What is the value of p for which `f''(0)=0` ?

To solve the problem, we need to find the value of \( p \) such that \( f''(0) = 0 \) for the function defined as: \[ f(x) = \begin{vmatrix} x^3 & \sin x & \cos x \\ 6 & -1 & 0 \\ p & p^2 & p^3 \end{vmatrix} \] ### Step 1: Differentiate \( f(x) \) to find \( f'(x) \) Using the property of determinants, we differentiate the first row while keeping the other rows constant. The derivative of \( x^3 \) is \( 3x^2 \), the derivative of \( \sin x \) is \( \cos x \), and the derivative of \( \cos x \) is \( -\sin x \). Thus, we have: \[ f'(x) = \begin{vmatrix} 3x^2 & \cos x & -\sin x \\ 6 & -1 & 0 \\ p & p^2 & p^3 \end{vmatrix} \] ### Step 2: Differentiate \( f'(x) \) to find \( f''(x) \) Now we differentiate \( f'(x) \) again.
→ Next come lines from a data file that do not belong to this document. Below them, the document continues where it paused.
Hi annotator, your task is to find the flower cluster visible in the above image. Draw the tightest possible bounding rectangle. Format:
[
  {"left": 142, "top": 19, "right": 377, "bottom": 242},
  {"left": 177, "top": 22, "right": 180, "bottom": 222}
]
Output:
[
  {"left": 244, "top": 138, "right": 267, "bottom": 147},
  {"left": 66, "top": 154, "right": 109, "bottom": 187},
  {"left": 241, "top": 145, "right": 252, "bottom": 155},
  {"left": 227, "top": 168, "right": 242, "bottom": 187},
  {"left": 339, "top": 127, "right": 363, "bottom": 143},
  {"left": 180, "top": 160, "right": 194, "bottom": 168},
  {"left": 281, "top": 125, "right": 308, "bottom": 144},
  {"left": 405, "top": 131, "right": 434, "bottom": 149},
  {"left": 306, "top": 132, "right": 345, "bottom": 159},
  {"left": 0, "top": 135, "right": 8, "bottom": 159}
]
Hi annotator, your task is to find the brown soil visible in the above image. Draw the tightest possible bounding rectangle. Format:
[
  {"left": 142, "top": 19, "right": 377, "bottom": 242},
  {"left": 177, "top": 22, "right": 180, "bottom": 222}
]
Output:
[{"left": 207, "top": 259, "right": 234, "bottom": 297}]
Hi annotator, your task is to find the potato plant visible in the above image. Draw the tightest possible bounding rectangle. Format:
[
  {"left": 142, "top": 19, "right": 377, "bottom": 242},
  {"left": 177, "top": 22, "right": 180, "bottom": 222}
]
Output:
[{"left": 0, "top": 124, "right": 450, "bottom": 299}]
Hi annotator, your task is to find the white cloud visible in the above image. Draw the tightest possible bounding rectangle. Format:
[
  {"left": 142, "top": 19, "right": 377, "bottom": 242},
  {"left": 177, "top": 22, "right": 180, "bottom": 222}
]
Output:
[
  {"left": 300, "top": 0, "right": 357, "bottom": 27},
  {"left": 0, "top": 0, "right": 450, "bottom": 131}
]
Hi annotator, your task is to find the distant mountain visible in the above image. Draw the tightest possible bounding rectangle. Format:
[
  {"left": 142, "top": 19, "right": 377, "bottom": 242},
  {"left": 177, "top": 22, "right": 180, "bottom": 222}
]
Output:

The first row will be differentiated again: - The derivative of \( 3x^2 \) is \( 6x \) - The derivative of \( \cos x \) is \( -\sin x \) - The derivative of \( -\sin x \) is \( -\cos x \) Thus, we have: \[ f''(x) = \begin{vmatrix} 6x & -\sin x & -\cos x \\ 6 & -1 & 0 \\ p & p^2 & p^3 \end{vmatrix} \] ### Step 3: Evaluate \( f''(0) \) Substituting \( x = 0 \): \[ f''(0) = \begin{vmatrix} 0 & 0 & -1 \\ 6 & -1 & 0 \\ p & p^2 & p^3 \end{vmatrix} \] This determinant can be simplified by expanding along the first row: \[ f''(0) = 0 \cdot \begin{vmatrix} -1 & 0 \\ p^2 & p^3 \end{vmatrix} - 0 \cdot \begin{vmatrix} 6 & 0 \\ p & p^3 \end{vmatrix} - 1 \cdot \begin{vmatrix} 6 & -1 \\ p & p^2 \end{vmatrix} \] Calculating the determinant: \[ \begin{vmatrix} 6 & -1 \\ p & p^2 \end{vmatrix} = (6)(p^2) - (-1)(p) = 6p^2 + p \] Thus, we have: \[ f''(0) = - (6p^2 + p) \] ### Step 4: Set \( f''(0) = 0 \) Setting the expression equal to zero gives: \[ - (6p^2 + p) = 0 \] This simplifies to: \[ 6p^2 + p = 0 \] ### Step 5: Factor the equation Factoring out \( p \): \[ p(6p + 1) = 0 \] ### Step 6: Solve for \( p \) Setting each factor to zero gives: 1. \( p = 0 \) 2. \( 6p + 1 = 0 \) which leads to \( p = -\frac{1}{6} \) ### Conclusion The values of \( p \) for which \( f''(0) = 0 \) are: \[ p = 0 \quad \text{or} \quad p = -\frac{1}{6} \]